El show se para en dos patas fundamentales: el instinto y la cultura. Y la inconducencia peligrosa que significa negar al primero y su incapacidad de transformación, equiparada a la esperanza y la fortaleza que deviene del movimiento constante, el avance transformador y evolutivo de la segunda, aún cuando el entretejido patriarcal la fustiga permanentemente.
Por supuesto, esa evolución siempre tiene un cordero sacrificial.
Y en este caso es Alicia: su cuerpo desnudo, hilando la violencia y el sexo, las fotos en la prensa alimentando la excitación y el morbo general. Su podredumbre como espejo de la podredumbre de todos. Su despedazamiento como autopsia del cuerpo social. La mujer del campeón, muerta a manos del campeón, pagando, la asquerosa paradoja de recibir justicia, en aquel contexto histórico, casi exclusivamente por eso.
Podemos entenderlo, analizarlo, metaforizarlo, sublimarlo: pero la tierra se la tragó a ella. Víctima absoluta.
Como seres humanos a menudo corremos a esquinas, a rincones que nos dejen a salvo. Rincones que eluden el análisis de la naturaleza humana y su potencia funesta. Nos gusta ensalzarla en la grandeza y negarla en la bajeza. Por eso no soy simpatizante de las moralejas, porque nos libran del análisis, de la reflexión y de la responsabilidad que tenemos como sociedad tanto en la creación de nuestros monstruos, como en la de nuestros ídolos. Que, a menudo, son la misma cosa.

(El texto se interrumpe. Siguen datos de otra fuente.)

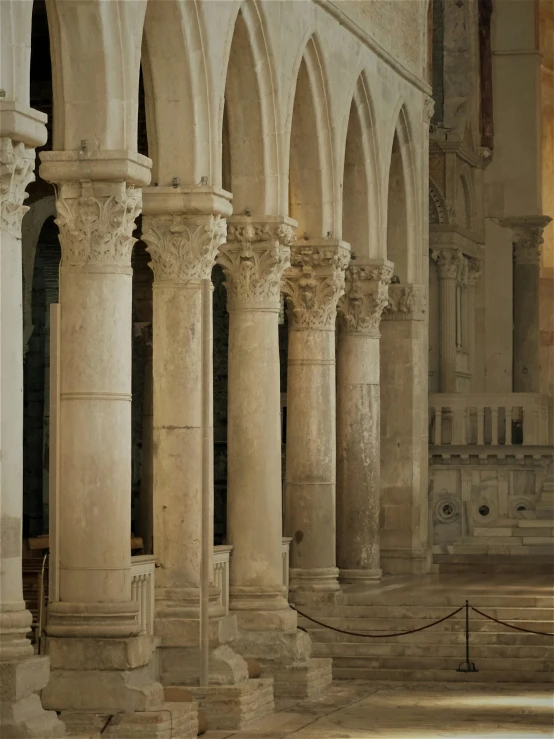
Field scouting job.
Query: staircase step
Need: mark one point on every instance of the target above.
(440, 676)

La moraleja también carga la responsabilidad sobre la víctima, sin reconocerla en su calidad y singularidad humana, y sin miramientos. Caperucita tomó el camino más largo y se detuvo a cortar flores. Alicia se enamoró, se calentó, se embelesó de un femicida. Entonces nosotros, si hacemos caso a mamá, si permanecemos en el rincón correcto, estaremos a salvo. No tendremos entonces que preguntarnos qué dispositivos traemos con nosotros y cuánto hicimos por ese enamoramiento, cuánto lo construimos, cuánto lo legitimamos. Tampoco cuánto negamos el instinto que sigue subyugándonos como si fuéramos una manada, en vez de una sociedad.
Hasta acá, Monzón, la serie parece hacerse las preguntas correctas. Con todo el corazón espero que no llegue a las respuestas fáciles. Es más, con todo el corazón espero que no llegue a respuesta alguna. Porque las respuestas tranquilizan y lo que necesitamos es estar intranquilos, angustiados y preñados de interrogantes que nos obliguen a desenmascararnos, a transformarnos y a transformarlo todo.
Agradezco mucho a mi hermana Valentina y a mi esposo, Roberto, ambos profundamente amados, por sus invaluables aportes a esta columna.